Salı, Ekim 13

Olursa Ekime, Olmazsa Sikime Kadar!

...

Eyyamcılık, eziklik; şeref yoksunluğundan gelir.

Kimsenin adamı değilim, olmayacağım, olmam ulan!

Kendimden zerre taviz verirsem adam değilim.

Vermeyeceğimi, veremeyeceğimi biliyorum.

Vicdanıma, onuruma sifon çekip "bir yerlere" geleceğime, çeker giderim, foseptiğiniz size kalır.

Ben, kafama koyduğum işi yaparım; işi yaparım, sadece işi.

Bu, ilk de değil.

Diyeceksiniz ki, patron, ona daha fazla kazandıracak adamı kırar, onu engeller mi?

Engeller, kompleksinden engeller.

İlk iş tecrübemde bunu yaşadım.

İkincisinde, öğlen "Senin gibi birini üç beş çapulcuya harcatacak değilim," diyen bölge müdürü, akşam "İstifanı almak zorundayız," dedi.

("Sana bunu yapanlar için ne diyorsun?" dediğinde de, söyledikten sonra kendim bile şaştığım ama hala gurur duyduğum birşey söyledim: "Herkesin günahı kendine yeter.")

Ve şimdi de, işin olabilecek en iyi şekle gelmesi için yaptıklarım, her ne hikmetse "üzeri örtülmesi gerekenler"i söyleyebilmem, onlara kazandıracak olmasına rağmen, distribütörü oldukları firmaya duydukları kompleks ve çekişme nedeniyle, bordromun bağlı olduğu boktan şirketin yöneticileri tarafından "ihanet" olarak algılandı.
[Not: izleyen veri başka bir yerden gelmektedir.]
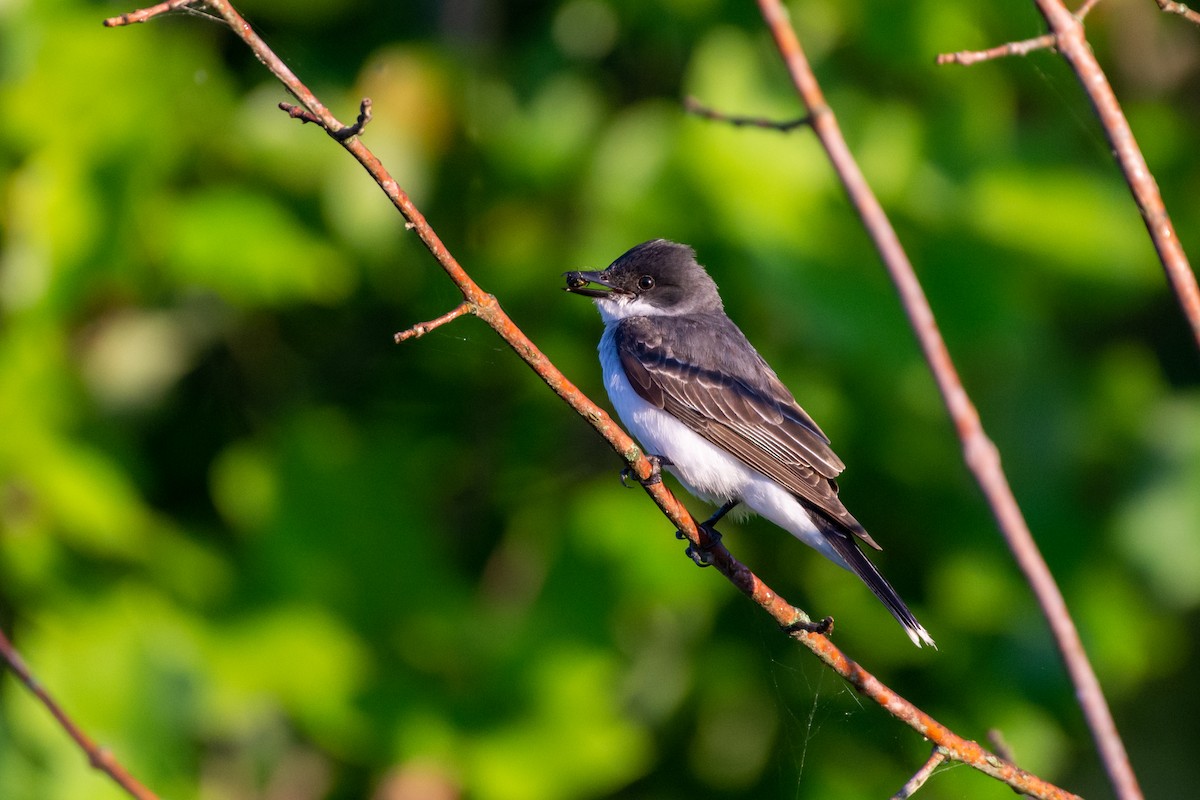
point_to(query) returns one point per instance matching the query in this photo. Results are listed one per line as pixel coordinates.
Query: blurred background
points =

Esas neden de, duydukları korku, ön kesme içgüdüleri. Ayrık otu istememe. "Tehlikeli" adam istememe. Farklı ses, doğru ses istememe.
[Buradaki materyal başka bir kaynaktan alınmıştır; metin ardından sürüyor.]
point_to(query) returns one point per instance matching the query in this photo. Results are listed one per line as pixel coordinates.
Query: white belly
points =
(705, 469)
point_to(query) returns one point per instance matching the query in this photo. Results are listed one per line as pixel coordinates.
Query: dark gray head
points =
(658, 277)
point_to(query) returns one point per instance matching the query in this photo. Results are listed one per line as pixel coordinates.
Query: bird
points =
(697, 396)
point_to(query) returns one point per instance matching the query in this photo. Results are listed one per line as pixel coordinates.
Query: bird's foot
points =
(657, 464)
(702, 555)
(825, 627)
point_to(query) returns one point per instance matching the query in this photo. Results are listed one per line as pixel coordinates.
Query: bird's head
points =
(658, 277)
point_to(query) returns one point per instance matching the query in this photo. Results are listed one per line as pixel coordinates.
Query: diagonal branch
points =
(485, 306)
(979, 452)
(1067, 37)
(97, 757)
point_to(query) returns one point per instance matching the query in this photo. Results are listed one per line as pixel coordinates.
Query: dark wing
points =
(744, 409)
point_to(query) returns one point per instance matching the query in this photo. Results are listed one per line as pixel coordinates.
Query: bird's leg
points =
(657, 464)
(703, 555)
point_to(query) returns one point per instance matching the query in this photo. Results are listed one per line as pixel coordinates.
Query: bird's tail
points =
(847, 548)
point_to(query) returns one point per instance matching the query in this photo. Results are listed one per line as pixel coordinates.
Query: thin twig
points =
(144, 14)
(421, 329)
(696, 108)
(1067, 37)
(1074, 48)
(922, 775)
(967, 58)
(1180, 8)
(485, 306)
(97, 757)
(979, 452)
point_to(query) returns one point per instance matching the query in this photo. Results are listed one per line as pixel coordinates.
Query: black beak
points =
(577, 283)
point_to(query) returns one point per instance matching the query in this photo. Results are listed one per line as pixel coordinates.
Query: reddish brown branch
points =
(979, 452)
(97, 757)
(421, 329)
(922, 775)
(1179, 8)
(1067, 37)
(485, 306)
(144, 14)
Kusura bakmayın. Ben bilmemne beyi, bilmemne hanımı, bilmemne beyin imparatorluğunu, bilmemne hanımın çöplüğünü tanımam. İşi tanırım.

Her iki tarafı da allayıp pullayıp arada geçinmenin ne kolay olduğunu görüyorum. Kral bile olursunuz.

Ama ben bu değilim, kusura bakmayın.

Benden yalakalık beklerseniz alacağınız şey ağız dolusu bir SİKTİR olacaktır.

Benim sizden alacağım şey de, meşrebinize uygun olarak işe başlarken bana imza attırdığınız o rezil, o sefil boş senet.

...
Türkiye'de en yüksek imkanları sunan şirketlerden birinde çalışan çok düzgün bir arkadaşımla muhabbetimizde geçti. Çok sağlam karakterli insanlar hariç, büyük çoğunluk, kendinden iyi olduğunu gördüğü bireyi şirketinde istemiyor. Tüm çürüme burada ve insana verilen değerin azlığında başlıyor. Adam gibi adamsan, orası adam gibi bir ortamsa, astın seninle iş konusunda kavga edebilecek, haklıysa kabul edeceksin. Yalakalık, "evet efendimcilik" beklemeyeceksin. İğrenç komplekslerini işe yansıtmayacaksın. Bu ülkede özel sektörde KOBİ'den tröst'e, bunu bulamazsınız. Sonra gerçekten iyi olan gençler neden kaçıyor, kalan da gavur şirketlerinde çalışıyor olur. Çünkü bunlara imkan bulamayan ve hala eyyamcı olamayanlar da ya TAHAMMÜL EDİYOR, ya benim gibi devrimci-hayalperest bir gayretle son noktaya kadar yardırıp bir noktadan sonra bırakıyor. Sonra Serkan yine mi iş değiştirdi (yada işsiz kaldı) oha! oluyor.